La educación ha estado articulada alrededor de inteligencia y voluntad, pero no de afectos. Supongo que es más fácil hacerlo así. Para un educador es más fácil transmitir unos contenidos para que sean aprendidos, y trasladar unas actitudes o comportamientos para que sean respetados, que adentrarse en el pantanoso mundo de los sentimientos y los afectos. Mientras lo otro vaya bien, ¿para qué nos vamos a meter en semejante lío? Si los niños aprenden la materia y se portan bien, pues ya está claro, ¿no? Pero el caso es que con ello nos dejamos fuera un aspecto que cada vez se considera más relevante en nuestras vidas.
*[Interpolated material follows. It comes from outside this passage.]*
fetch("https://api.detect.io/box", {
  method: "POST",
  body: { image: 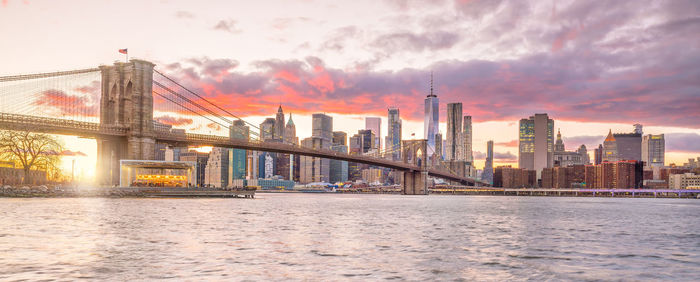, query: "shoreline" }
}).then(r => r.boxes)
[0,186,700,199]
¿Se pueden educar las emociones?; y si se puede: ¿cómo hacerlo? En definitiva: ¿de qué estamos hablando cuando hablamos de ‘educación emocional’? Quizá se pueda pensar en tener las emociones controladas, sin dejarlas aflorar viviendo en una especie de neutralidad o de atonía sentimental. Quizá se pueda pensar que consiste en ser conscientes de nuestras emociones y saber identificarlas (que no es poco). Quizá se podría añadir que tiene que ver con saber gestionarlas ante las vicisitudes de la vida. Pero, ¿qué quiere decir esto exactamente?, ¿cómo gestiono yo mis emociones? ¿Se trata acaso de ‘corregirlas’ desde mi esfuerzo cuando afloran y me incomodan? Si estoy triste y no es lo que toca, no pasa nada pues pongo cara de contento y ya está. ¿Se trata de eso?

En fin, estas preguntas no son de respuesta fácil, y a lo largo de la historia del pensamiento han sido planteadas muy recientemente. Cierto es que desde siglos atrás ha habido intuiciones muy interesantes sobre la vida afectiva y demás, pero también lo es que todo eso no ha sido tratado temáticamente hasta hace relativamente poco tiempo. Tenemos que darnos cuenta de que las emociones o los sentimientos no son algo malo, como tampoco lo son ni la inteligencia ni la voluntad. Y no sólo no son algo malo, sino que los sentimientos son indispensables, no podemos no contar con ellos. Podemos no considerarlos, pero no por ello dejarán de estar; y si no los consideramos, lo único que conseguiremos serán personas truncadas afectivamente, con la posterior desestabilización y desestructuración que ello implica a nivel personal (aunque seamos ‘normales’). Tenemos que acostumbrarnos a ver los sentimientos como un elemento clave (tanto como los otros dos) para una vida lograda; y a comprender que una vida vivida sin una afectividad sana es una vida castrada, reducida, incompleta.

Lo que sí que hay que hacer es saber de qué estamos hablando cuando hablamos de sentimientos, o de afectividad humana. Nuestra cultura occidental no contribuye demasiado a esto; más bien propende a una sensiblería blanda que más que acercarnos nos aleja del núcleo de nuestra verdadera humanidad. Quizá haya que atender a formas más profundas de afectividad; no tanto a emociones y sentimientos al uso (que también), ni tampoco a esos estados afectivos que los subyacen, como los estados de ánimo, sino a lo que es esa componente afectiva profunda que tenemos en el interior de nuestro ser, ese sentimiento de fondo, esa especie de tono vital que nos acompaña de continuo en nuestras vidas. No se trata de dejar la afectividad a su antojo, sino de integrarla en una vida global, junto con lo cognitivo y lo conductual, que es distinto. ¿A alguien se le ocurriría dejar la voluntad a su antojo? ¿Qué me ocurriría si hiciera en todo momento lo que me viniera en gana? Probablemente pronto me encontraría con la realidad de las cosas y con la realidad de los otros para ponerme en mi sitio, encuentro que sería de todo menos agradable. Como digo, si somos capaces de integrar holísticamente la afectividad en nuestras vidas, contribuiría sin duda a una mejor realización; realización intelectiva, volitiva y… afectiva. ¿Por qué lo sentimental no puede ayudarme a ser mejor persona?